As a new coach, you’re probably wondering whether you should focus on finding a niche right away or keep exploring different coaching areas. It’s a tough question to answer, but the good news is that you can do both.
Coaching is a set of skills, but it’s your unique strengths, interests, and experiences that determine your area of expertise or specialty. A niche, on the other hand, is the specific goals and challenges your specialty helps solve. People don’t pay for coaching, but for the transformation and result it provides.
So, should you be a generalist and take any clients you can get? You can, but it’s going to make it a lot harder to gain traction as a coach. Figuring out your specialty, niche, and value takes trial and error. Here’s what I suggest for new coaches in those early, messy days instead:
- Create a list of topics and challenges that interest you and you’re passionate about.
- Use your gut and information to pick one niche to test out. This is your hypothesis.
- Go all in on that niche with your content, marketing, and connections for a specific period of time. Be agile.
- When something works well, spend some time thinking about why. When something doesn’t work well, spend some time thinking about why. Be curious.

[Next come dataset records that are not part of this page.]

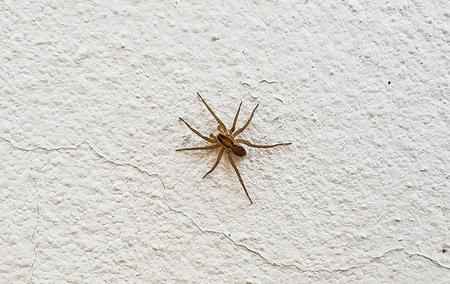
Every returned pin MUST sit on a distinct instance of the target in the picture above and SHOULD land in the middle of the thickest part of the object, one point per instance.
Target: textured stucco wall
(92, 191)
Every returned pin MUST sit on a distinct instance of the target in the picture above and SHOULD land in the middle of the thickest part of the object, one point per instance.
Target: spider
(227, 141)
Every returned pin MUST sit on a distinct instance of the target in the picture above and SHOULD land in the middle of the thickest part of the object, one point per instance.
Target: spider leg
(235, 119)
(219, 157)
(197, 132)
(230, 158)
(247, 123)
(212, 113)
(248, 143)
(199, 148)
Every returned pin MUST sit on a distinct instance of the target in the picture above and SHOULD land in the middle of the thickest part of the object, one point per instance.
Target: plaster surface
(92, 190)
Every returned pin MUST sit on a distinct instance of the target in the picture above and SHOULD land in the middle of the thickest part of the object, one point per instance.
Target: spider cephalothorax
(226, 140)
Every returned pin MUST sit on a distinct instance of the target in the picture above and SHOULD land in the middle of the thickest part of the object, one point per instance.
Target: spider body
(227, 141)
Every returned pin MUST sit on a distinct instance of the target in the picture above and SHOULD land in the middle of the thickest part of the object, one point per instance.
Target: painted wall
(92, 190)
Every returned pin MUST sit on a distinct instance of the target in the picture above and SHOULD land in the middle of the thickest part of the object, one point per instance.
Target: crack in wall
(296, 267)
(217, 233)
(38, 216)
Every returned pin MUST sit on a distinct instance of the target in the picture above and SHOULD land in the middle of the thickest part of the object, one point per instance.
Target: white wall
(92, 190)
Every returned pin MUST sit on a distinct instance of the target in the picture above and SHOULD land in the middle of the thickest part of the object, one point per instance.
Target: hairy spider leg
(197, 132)
(199, 148)
(247, 123)
(221, 125)
(248, 143)
(219, 157)
(230, 158)
(235, 119)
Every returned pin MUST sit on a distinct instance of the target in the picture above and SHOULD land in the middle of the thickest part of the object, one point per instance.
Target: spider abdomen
(228, 142)
(238, 150)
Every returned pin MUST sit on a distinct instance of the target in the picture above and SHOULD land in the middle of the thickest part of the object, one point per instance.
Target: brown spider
(226, 139)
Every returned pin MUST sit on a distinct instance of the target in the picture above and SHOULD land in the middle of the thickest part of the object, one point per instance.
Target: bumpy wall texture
(92, 190)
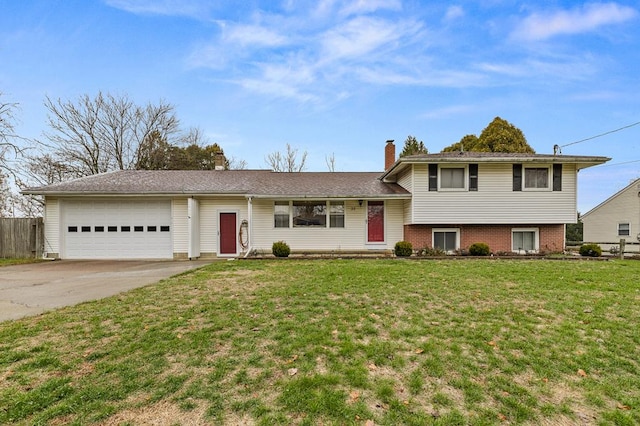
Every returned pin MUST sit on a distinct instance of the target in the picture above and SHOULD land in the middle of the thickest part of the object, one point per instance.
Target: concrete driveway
(38, 287)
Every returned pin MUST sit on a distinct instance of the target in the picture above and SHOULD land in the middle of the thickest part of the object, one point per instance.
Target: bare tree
(237, 164)
(288, 161)
(7, 133)
(96, 135)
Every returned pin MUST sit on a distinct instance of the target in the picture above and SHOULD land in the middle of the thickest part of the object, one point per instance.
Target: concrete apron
(31, 289)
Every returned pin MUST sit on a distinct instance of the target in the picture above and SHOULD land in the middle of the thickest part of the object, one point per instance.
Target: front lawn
(339, 342)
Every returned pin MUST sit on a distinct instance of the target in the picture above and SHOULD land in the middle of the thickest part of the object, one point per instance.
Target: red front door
(375, 222)
(228, 234)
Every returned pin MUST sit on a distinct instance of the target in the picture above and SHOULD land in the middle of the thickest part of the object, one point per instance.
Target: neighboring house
(513, 202)
(616, 218)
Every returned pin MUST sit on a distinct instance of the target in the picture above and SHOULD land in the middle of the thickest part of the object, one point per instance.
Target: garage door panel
(117, 229)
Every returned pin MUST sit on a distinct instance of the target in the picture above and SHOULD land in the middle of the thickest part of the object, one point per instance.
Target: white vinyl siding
(405, 180)
(624, 230)
(602, 224)
(180, 223)
(351, 237)
(52, 227)
(495, 202)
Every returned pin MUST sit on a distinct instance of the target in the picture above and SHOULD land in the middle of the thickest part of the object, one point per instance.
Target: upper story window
(453, 178)
(537, 178)
(624, 229)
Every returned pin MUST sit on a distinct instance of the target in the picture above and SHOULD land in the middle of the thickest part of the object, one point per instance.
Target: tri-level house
(513, 202)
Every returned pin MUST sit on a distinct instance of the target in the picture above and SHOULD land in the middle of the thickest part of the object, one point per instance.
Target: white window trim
(465, 178)
(549, 178)
(328, 210)
(456, 230)
(273, 222)
(536, 237)
(624, 223)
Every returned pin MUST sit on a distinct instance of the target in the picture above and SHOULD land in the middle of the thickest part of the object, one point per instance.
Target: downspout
(250, 227)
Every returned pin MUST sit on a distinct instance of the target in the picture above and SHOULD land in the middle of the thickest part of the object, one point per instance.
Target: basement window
(624, 229)
(525, 240)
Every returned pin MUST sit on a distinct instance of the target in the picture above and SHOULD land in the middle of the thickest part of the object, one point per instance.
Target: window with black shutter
(473, 177)
(517, 177)
(433, 177)
(557, 177)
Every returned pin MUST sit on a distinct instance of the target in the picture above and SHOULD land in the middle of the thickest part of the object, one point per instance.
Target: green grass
(339, 342)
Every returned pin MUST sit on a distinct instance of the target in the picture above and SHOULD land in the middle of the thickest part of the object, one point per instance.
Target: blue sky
(342, 77)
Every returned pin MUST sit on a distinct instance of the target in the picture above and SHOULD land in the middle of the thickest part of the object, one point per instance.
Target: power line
(619, 164)
(602, 134)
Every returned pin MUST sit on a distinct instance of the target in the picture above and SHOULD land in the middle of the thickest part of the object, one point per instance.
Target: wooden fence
(21, 237)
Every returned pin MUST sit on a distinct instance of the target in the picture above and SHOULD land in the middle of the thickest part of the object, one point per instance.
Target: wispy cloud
(542, 26)
(254, 35)
(198, 9)
(363, 36)
(359, 7)
(453, 13)
(450, 111)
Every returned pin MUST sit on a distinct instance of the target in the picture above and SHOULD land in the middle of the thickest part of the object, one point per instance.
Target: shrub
(403, 249)
(479, 249)
(590, 250)
(280, 249)
(428, 251)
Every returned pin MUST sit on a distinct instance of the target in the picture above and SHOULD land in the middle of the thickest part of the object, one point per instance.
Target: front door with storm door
(375, 222)
(228, 230)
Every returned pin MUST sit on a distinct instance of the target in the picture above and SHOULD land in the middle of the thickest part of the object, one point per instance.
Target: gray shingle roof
(258, 183)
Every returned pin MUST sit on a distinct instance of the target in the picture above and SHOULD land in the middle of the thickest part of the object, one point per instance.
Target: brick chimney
(389, 154)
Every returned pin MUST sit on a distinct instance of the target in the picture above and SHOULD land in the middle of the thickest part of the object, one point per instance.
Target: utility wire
(618, 164)
(600, 135)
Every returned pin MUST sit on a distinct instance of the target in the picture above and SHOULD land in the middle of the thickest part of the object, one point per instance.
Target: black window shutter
(557, 177)
(433, 177)
(473, 177)
(517, 177)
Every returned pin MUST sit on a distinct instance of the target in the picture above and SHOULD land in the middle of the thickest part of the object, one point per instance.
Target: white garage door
(102, 229)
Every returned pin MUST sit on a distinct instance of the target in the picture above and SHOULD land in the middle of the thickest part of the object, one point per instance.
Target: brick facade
(497, 237)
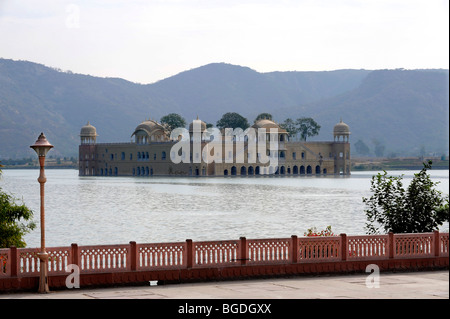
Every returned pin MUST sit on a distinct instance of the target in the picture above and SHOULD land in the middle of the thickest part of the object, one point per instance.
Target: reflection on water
(116, 210)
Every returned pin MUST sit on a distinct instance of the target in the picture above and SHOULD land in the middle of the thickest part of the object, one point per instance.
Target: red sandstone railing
(23, 262)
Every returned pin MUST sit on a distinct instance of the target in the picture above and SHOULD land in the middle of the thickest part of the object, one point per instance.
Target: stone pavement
(405, 285)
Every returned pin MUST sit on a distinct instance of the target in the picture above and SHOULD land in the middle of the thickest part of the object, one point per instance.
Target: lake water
(116, 210)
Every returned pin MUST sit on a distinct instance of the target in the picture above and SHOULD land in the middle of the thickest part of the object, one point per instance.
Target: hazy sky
(146, 41)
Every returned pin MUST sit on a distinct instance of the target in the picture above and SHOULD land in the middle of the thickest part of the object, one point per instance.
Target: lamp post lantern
(41, 147)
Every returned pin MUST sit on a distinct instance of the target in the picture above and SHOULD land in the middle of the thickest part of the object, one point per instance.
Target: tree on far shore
(418, 209)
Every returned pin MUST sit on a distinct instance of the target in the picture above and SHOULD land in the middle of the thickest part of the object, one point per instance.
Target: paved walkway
(409, 285)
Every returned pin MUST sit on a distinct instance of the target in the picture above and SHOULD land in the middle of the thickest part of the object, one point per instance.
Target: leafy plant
(12, 229)
(392, 208)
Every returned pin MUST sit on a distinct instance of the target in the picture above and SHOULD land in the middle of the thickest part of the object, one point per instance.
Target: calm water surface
(116, 210)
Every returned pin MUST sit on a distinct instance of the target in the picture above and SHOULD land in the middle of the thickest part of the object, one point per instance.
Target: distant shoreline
(358, 164)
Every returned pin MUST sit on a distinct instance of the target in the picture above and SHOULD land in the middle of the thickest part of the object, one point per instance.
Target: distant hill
(406, 110)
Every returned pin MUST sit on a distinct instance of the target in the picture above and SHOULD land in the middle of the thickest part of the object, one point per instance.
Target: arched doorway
(302, 169)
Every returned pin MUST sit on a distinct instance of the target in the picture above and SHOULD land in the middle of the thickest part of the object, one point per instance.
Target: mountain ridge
(35, 98)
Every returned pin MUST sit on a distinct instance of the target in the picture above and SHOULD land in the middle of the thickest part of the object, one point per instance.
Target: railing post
(391, 244)
(344, 250)
(75, 255)
(244, 251)
(437, 244)
(133, 256)
(14, 261)
(189, 253)
(294, 249)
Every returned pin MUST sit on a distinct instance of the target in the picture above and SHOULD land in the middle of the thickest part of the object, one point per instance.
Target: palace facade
(151, 151)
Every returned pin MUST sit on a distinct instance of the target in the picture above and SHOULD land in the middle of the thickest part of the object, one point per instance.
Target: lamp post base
(43, 278)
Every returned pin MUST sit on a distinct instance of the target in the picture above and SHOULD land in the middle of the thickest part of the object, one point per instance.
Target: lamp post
(41, 147)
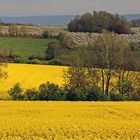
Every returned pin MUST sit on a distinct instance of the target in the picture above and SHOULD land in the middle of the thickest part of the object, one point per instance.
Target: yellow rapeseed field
(69, 120)
(31, 76)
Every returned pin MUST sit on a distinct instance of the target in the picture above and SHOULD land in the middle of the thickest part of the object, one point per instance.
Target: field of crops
(31, 76)
(70, 120)
(24, 47)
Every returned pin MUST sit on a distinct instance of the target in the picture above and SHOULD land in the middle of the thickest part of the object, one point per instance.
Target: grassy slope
(24, 46)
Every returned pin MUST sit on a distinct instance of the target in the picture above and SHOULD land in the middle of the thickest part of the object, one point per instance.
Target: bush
(45, 34)
(50, 91)
(95, 95)
(16, 92)
(31, 94)
(116, 97)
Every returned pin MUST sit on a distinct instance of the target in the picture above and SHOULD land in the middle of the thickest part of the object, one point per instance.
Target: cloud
(63, 7)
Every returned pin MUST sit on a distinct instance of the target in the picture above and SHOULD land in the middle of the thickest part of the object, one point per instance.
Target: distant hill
(61, 20)
(48, 20)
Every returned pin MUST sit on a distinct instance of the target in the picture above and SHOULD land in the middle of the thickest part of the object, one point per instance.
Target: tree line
(99, 21)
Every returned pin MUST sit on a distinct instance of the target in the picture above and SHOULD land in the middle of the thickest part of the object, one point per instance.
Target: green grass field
(24, 47)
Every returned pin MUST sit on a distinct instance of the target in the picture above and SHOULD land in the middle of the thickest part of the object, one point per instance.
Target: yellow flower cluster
(70, 120)
(31, 76)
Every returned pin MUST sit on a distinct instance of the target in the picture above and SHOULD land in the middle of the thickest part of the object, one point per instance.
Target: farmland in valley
(24, 47)
(70, 120)
(31, 76)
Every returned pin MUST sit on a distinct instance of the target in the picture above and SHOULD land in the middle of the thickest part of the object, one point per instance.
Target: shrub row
(53, 92)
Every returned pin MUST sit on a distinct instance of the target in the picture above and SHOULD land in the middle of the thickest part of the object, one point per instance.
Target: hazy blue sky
(64, 7)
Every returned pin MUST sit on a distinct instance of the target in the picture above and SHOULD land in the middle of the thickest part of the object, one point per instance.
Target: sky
(66, 7)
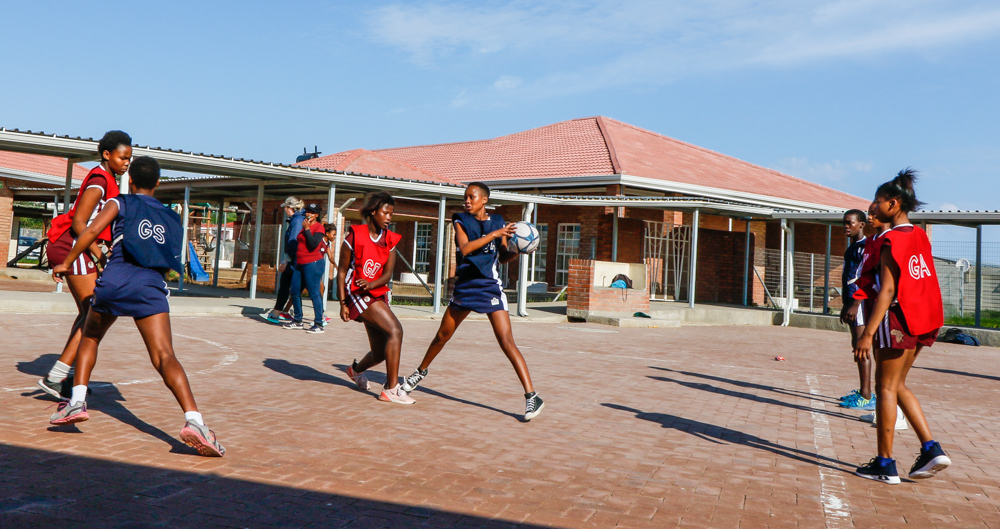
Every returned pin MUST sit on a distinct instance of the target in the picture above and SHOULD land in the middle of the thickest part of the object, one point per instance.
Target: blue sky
(841, 93)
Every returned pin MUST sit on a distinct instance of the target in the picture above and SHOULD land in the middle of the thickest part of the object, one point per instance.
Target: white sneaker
(900, 419)
(396, 395)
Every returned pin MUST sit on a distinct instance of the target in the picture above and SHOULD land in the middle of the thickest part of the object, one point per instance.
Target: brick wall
(6, 219)
(583, 296)
(719, 277)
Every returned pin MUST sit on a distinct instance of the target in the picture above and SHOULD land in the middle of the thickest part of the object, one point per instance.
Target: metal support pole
(826, 272)
(693, 264)
(220, 226)
(184, 221)
(69, 183)
(439, 259)
(331, 214)
(781, 261)
(789, 229)
(55, 213)
(746, 263)
(533, 256)
(614, 237)
(256, 241)
(522, 281)
(812, 278)
(979, 275)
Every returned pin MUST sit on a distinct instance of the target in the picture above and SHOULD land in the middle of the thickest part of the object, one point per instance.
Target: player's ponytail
(901, 189)
(374, 202)
(111, 140)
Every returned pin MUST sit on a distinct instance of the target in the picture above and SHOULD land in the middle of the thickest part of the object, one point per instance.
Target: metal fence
(666, 253)
(955, 263)
(808, 278)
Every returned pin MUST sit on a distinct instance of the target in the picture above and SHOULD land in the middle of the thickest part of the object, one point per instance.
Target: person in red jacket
(906, 317)
(99, 186)
(367, 259)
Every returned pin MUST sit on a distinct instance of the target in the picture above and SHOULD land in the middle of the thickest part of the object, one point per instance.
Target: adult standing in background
(294, 215)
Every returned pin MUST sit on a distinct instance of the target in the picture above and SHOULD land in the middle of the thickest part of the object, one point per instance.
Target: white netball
(525, 237)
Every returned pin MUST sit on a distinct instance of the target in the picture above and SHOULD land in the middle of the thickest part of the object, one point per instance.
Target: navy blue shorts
(480, 295)
(128, 290)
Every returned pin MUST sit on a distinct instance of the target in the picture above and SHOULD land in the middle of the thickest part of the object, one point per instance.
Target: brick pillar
(6, 220)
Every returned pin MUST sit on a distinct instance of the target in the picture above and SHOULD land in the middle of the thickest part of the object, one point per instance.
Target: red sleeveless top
(918, 293)
(370, 257)
(62, 223)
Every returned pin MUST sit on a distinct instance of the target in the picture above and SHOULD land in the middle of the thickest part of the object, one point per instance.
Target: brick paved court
(689, 427)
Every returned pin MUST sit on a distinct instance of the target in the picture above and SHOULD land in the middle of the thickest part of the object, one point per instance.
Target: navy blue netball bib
(152, 232)
(483, 260)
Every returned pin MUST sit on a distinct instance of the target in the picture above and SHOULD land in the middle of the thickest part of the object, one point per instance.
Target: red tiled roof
(363, 161)
(600, 146)
(36, 163)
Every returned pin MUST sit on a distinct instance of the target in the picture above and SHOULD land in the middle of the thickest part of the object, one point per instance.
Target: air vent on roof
(308, 155)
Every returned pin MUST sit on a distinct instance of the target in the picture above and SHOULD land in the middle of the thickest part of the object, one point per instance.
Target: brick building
(599, 156)
(28, 177)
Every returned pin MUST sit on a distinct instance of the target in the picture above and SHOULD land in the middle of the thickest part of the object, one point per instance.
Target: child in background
(145, 244)
(906, 317)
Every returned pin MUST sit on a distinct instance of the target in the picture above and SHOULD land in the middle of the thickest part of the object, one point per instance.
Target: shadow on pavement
(106, 398)
(109, 494)
(306, 373)
(959, 373)
(718, 434)
(745, 384)
(749, 396)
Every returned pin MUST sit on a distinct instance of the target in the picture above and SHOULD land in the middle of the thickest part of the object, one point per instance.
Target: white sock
(194, 416)
(58, 372)
(79, 394)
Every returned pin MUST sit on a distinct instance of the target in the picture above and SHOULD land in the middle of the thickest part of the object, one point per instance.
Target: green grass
(989, 318)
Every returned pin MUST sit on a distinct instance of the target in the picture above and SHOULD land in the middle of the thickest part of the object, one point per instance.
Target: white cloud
(606, 43)
(835, 171)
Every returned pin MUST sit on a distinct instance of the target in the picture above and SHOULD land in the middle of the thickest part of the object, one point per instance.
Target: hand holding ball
(525, 237)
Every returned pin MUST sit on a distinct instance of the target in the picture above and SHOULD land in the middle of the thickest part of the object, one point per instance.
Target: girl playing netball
(906, 317)
(481, 241)
(366, 264)
(143, 230)
(99, 186)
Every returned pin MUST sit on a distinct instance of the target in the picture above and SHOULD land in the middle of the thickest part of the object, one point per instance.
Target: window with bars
(567, 247)
(541, 253)
(422, 247)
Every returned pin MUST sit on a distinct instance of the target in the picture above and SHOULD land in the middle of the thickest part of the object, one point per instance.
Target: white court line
(229, 359)
(832, 486)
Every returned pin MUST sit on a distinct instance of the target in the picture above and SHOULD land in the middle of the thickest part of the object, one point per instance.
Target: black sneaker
(877, 472)
(930, 462)
(55, 389)
(410, 383)
(532, 405)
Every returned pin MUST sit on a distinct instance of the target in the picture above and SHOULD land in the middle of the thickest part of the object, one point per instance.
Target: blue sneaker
(884, 473)
(849, 395)
(856, 402)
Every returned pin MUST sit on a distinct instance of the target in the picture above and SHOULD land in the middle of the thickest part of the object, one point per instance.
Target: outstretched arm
(890, 278)
(87, 238)
(466, 246)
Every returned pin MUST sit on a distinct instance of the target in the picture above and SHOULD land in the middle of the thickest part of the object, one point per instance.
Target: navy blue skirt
(125, 289)
(480, 295)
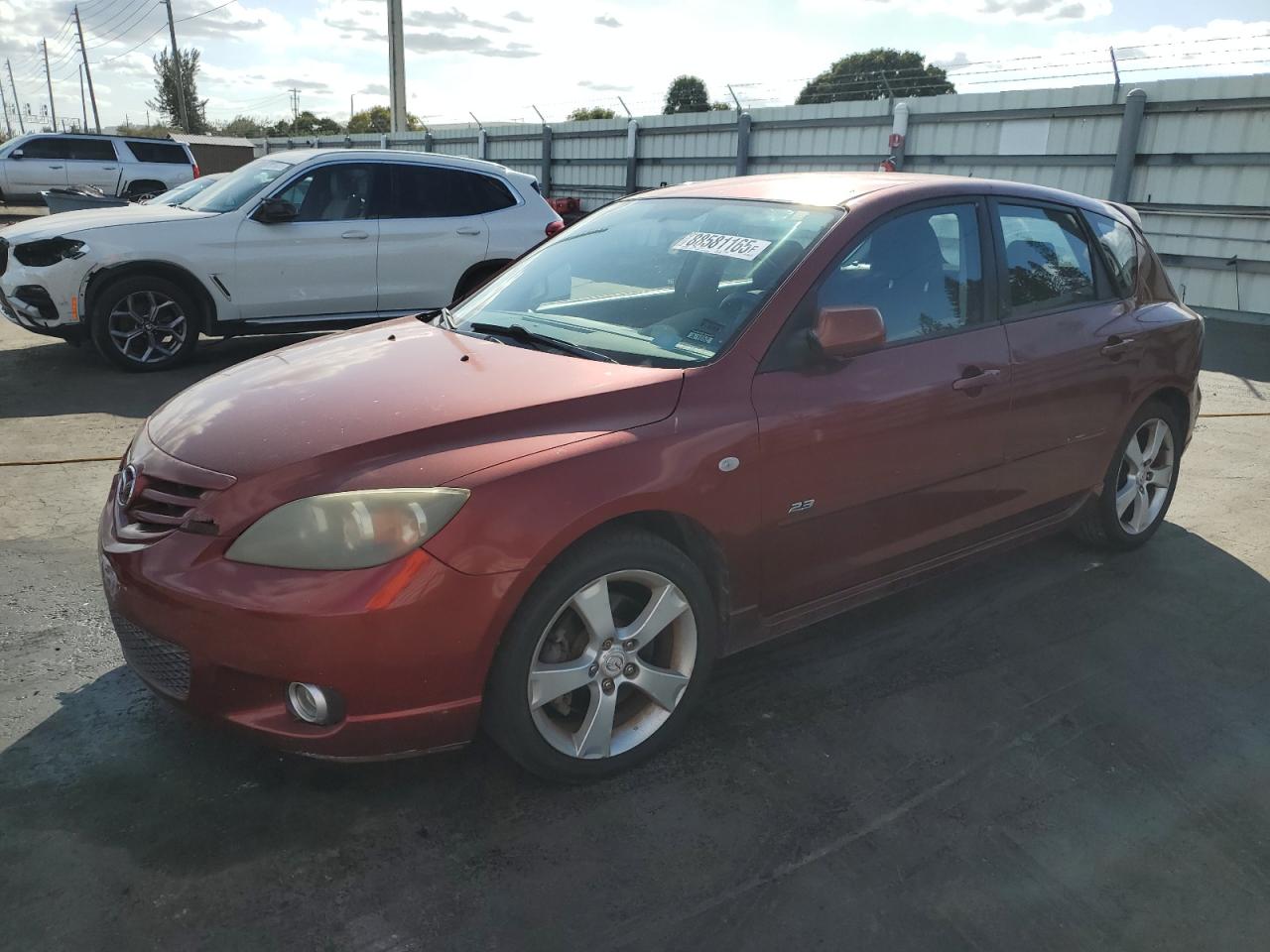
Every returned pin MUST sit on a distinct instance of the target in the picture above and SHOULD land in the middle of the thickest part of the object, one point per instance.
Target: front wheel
(603, 660)
(1139, 483)
(145, 324)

- Use the data collected to determine if you want to keep going down that path, make slight adjustments, or try the next idea.
- Keep experimenting, improving, and innovating.
The speed of your experiments, your willingness to fail fast and forward, and the quality of your reflection will determine how quickly you find your niche. Just know that it will evolve and change over time.
Finding a niche vs. exploring your specialty isn’t an either-or question. As a new coach, you can focus on both by testing one niche at a time and being open to opportunities outside of your defined niche.